April 24, 2014 1 Comment
Bryan Caplan says he argues in totally awesome ways and does not use dishonest ‘lawyerly’ argument methods. If you doubt him, just ask him, he’ll tell you how great is the way that he argues:
Can I honestly say I’m any less lawyerly? Yea. I’m happy to admit that the evidence on the immigration-welfare state connection is mixed. I’m happy to point out [...etc...] Why? Because I think my opening statement is true. Getting people to the right conclusion for the wrong reasons is not good enough for me
That’s interesting because there is one recurrent feature of the arguments of Bryan Caplan for open borders which is most certainly, definitely, undeniably, a wrong reason. It is the notion that these two groups of people coincide:
1. People who immigrate (legally or illegally) to the United States, or seek to
2. People not in the United States who have in hand a job offer from someone within the United States, the performance of which would require relocating to the United States
Bryan Caplan (and indeed most open-bordersers) bases a good portion of his open-borders arguments on the notion that Group 1 and Group 2 are identical. He argues in such a way as to imply that if you concede that it’s not right to prevent a person from Group 2 from entering the United States (‘Let Anyone Take A Job Anywhere’), you must therefore conclude you shouldn’t prevent any person from Group 1 from entering the United States either (‘Open Borders’). I could point to post after post where he does this.

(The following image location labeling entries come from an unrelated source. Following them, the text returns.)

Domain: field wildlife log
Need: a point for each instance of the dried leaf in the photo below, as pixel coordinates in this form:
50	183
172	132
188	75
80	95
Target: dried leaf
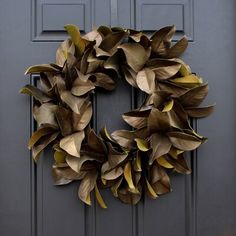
36	93
81	85
189	81
163	69
194	96
136	55
160	145
43	68
184	141
146	80
178	48
37	135
62	52
72	143
200	112
142	144
45	114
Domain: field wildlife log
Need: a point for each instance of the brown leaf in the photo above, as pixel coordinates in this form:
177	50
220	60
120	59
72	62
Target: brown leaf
178	48
110	174
188	81
45	114
104	81
41	132
130	75
136	55
158	121
75	103
128	197
194	96
180	164
124	138
184	141
72	143
76	163
64	175
146	80
81	85
43	68
96	142
160	145
36	93
136	118
200	112
111	41
163	69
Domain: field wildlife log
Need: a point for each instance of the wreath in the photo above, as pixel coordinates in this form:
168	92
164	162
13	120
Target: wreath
129	162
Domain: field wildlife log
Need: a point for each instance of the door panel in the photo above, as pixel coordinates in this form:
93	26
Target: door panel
201	204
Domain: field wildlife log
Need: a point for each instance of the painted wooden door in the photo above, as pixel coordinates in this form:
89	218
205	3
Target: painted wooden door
202	204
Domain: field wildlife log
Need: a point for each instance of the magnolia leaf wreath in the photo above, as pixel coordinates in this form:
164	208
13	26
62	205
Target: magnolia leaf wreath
129	162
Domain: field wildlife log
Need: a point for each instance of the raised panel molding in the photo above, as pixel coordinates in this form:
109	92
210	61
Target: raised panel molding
152	15
48	18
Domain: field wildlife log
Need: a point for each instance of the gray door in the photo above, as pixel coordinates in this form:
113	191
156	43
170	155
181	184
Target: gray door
202	204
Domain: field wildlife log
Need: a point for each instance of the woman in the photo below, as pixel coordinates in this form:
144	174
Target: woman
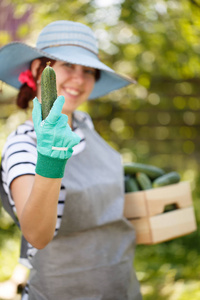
67	189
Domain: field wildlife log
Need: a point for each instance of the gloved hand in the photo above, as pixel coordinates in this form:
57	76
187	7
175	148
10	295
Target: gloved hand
55	139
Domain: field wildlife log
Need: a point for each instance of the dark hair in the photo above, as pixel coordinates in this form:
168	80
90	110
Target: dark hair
26	93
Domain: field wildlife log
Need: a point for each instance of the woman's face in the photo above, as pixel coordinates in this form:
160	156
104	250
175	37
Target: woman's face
75	83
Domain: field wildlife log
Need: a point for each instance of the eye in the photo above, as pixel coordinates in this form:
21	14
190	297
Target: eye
90	71
68	65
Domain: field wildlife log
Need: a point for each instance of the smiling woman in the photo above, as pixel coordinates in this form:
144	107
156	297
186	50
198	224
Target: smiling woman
61	180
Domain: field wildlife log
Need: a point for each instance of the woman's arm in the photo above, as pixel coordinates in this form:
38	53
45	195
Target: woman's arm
36	200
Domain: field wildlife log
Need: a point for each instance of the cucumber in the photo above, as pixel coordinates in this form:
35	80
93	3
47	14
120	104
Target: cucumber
48	90
152	171
144	181
130	184
166	179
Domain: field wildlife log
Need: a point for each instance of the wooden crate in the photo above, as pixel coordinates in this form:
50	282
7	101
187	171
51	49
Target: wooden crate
145	210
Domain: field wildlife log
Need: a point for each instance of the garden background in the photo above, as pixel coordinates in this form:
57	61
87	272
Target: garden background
156	121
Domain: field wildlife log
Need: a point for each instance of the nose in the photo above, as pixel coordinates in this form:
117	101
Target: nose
78	74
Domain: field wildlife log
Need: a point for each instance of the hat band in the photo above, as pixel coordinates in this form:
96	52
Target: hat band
59	45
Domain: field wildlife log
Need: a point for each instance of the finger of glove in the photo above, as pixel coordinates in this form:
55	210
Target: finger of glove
37	112
74	140
55	111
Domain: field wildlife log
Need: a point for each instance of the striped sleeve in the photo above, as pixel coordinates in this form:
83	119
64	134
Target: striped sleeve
19	155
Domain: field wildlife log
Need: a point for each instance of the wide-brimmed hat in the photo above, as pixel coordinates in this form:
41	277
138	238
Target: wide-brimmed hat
68	41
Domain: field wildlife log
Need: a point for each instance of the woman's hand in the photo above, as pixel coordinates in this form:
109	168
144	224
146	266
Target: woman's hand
55	139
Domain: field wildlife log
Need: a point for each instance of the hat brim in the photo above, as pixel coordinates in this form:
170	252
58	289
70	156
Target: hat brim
16	57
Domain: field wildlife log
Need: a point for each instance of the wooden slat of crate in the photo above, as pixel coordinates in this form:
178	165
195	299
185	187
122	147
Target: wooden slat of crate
152	202
166	226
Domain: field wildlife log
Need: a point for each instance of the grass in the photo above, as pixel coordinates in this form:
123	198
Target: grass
166	271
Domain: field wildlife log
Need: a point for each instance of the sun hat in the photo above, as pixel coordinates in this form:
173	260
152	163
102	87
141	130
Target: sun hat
68	41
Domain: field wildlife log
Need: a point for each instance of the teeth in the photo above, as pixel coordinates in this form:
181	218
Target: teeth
72	92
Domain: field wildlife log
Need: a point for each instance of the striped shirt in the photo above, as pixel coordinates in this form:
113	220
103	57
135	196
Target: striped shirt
19	158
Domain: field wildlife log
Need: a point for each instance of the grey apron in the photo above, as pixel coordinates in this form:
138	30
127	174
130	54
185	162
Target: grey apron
91	257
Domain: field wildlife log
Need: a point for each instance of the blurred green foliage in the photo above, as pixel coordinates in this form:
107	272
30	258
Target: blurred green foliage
155	121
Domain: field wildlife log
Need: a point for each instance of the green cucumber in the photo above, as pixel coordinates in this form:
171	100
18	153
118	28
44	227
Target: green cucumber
48	90
143	181
166	179
130	184
152	171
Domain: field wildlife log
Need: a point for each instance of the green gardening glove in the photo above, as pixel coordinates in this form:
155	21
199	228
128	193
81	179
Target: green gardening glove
55	139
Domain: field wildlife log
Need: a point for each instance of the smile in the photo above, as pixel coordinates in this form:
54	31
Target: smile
72	92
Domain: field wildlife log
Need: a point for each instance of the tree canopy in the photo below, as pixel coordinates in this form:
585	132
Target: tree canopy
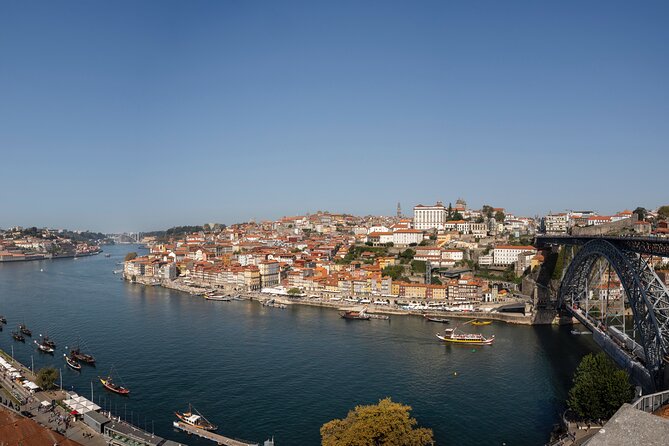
599	389
384	424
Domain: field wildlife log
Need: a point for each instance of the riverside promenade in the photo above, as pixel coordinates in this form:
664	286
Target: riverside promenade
199	290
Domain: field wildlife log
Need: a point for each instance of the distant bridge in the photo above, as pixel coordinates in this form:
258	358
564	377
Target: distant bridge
648	297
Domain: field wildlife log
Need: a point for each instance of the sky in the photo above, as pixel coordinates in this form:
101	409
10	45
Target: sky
140	115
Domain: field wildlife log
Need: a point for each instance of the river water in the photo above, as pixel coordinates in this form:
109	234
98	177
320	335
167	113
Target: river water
258	372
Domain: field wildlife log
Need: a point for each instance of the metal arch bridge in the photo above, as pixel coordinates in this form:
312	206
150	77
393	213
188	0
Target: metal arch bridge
647	295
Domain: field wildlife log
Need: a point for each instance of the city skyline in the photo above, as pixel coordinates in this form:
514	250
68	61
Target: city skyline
142	116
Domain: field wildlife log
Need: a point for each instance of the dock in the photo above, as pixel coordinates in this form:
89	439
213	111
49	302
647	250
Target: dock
219	439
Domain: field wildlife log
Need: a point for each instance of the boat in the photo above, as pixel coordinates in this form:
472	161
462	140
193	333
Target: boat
44	348
72	363
465	338
195	419
441	320
355	315
109	385
218	297
48	341
76	354
477	322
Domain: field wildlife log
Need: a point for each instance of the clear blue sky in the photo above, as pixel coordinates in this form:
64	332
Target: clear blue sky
138	115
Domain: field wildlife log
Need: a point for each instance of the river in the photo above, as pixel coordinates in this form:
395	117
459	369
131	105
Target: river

And it is wrong. Right? I mean, I’m no genius, but I have a brain. I can employ logic. I can see that Group 1 and Group 2 are not identical. Thus if I took Caplan’s argument to heart (Hey! I should let anyone take a job anywhere!), and then based on that concluded that there should be open borders, I would indeed have gotten to the ‘right’ conclusion, by his lights, for a reason that is certainly and undeniably the wrong reason.

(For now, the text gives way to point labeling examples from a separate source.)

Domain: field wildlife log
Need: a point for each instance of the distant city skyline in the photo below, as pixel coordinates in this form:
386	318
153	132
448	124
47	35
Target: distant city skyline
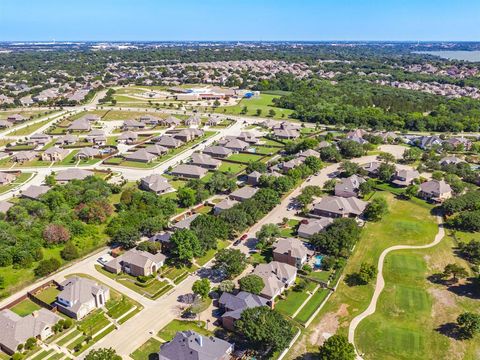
247	20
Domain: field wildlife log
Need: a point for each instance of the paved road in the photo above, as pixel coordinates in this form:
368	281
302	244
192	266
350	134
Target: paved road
380	284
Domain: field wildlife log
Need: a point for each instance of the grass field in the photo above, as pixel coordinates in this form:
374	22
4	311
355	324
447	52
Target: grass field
408	222
25	307
169	331
263	103
148	351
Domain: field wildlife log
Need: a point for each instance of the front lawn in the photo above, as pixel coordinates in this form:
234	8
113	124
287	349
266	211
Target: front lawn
25	307
148	351
169	331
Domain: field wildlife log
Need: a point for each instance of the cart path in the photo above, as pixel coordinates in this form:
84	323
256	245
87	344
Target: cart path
380	284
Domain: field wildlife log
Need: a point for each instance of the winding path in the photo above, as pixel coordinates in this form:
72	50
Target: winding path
380	284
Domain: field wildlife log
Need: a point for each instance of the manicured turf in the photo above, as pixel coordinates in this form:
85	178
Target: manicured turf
48	295
169	331
148	351
25	307
312	305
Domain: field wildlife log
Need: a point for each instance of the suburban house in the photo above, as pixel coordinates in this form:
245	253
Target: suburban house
54	154
291	251
168	142
253	178
156	149
128	137
80	296
435	190
170	121
33	192
236	145
349	186
276	276
450	160
405	177
225	204
243	194
15	330
24	156
136	263
233	305
16	118
6	178
310	227
371	168
217	151
97	137
185	223
336	206
286	133
87	153
187	135
38	139
189	171
189	345
64	176
68	139
80	125
133	125
193	121
155	183
141	155
205	161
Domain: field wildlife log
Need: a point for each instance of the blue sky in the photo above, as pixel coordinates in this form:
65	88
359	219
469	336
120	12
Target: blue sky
240	20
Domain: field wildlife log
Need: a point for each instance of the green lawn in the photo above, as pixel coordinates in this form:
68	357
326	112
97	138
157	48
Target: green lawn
48	295
25	307
147	351
312	305
169	331
263	102
244	158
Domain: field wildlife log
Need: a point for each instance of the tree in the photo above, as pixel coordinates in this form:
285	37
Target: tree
46	267
231	261
201	287
226	286
251	283
56	234
454	270
267	234
469	324
265	327
337	347
103	354
69	251
386	171
376	209
367	272
186	196
185	245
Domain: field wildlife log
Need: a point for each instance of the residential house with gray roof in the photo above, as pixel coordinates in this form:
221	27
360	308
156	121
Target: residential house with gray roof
80	296
136	263
235	304
189	345
15	330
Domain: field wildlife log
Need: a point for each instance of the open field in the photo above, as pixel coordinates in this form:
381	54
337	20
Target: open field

Unless he wants to dispute this, I will also hazard to say that Bryan Caplan too has a brain and can employ logic. Therefore I presume that he, too, knows that Group 1 and Group 2 are not identical. Yet he persists in using arguments which fundamentally pretend that they are. He’s happy to do it. I’d say he’s even proud of his ‘Let Anyone Take A Job Anywhere’ construction. Why? Because he thinks it will get people to the right conclusion, even though it’d be a ‘wrong reason’.
Can anyone honestly say that anything I have said above is wrong? Is the immigration=job offer equation not a ‘lawyerly’ construction on the part of open-bordersers? Is it not an attempt on his part to Get People To The Right Conclusion For The Wrong Reasons? Yes indeed it is. And Caplan knows it. And I have told him. And he is aware that I have told him.
But he still does it. Why doesn’t he knock it off?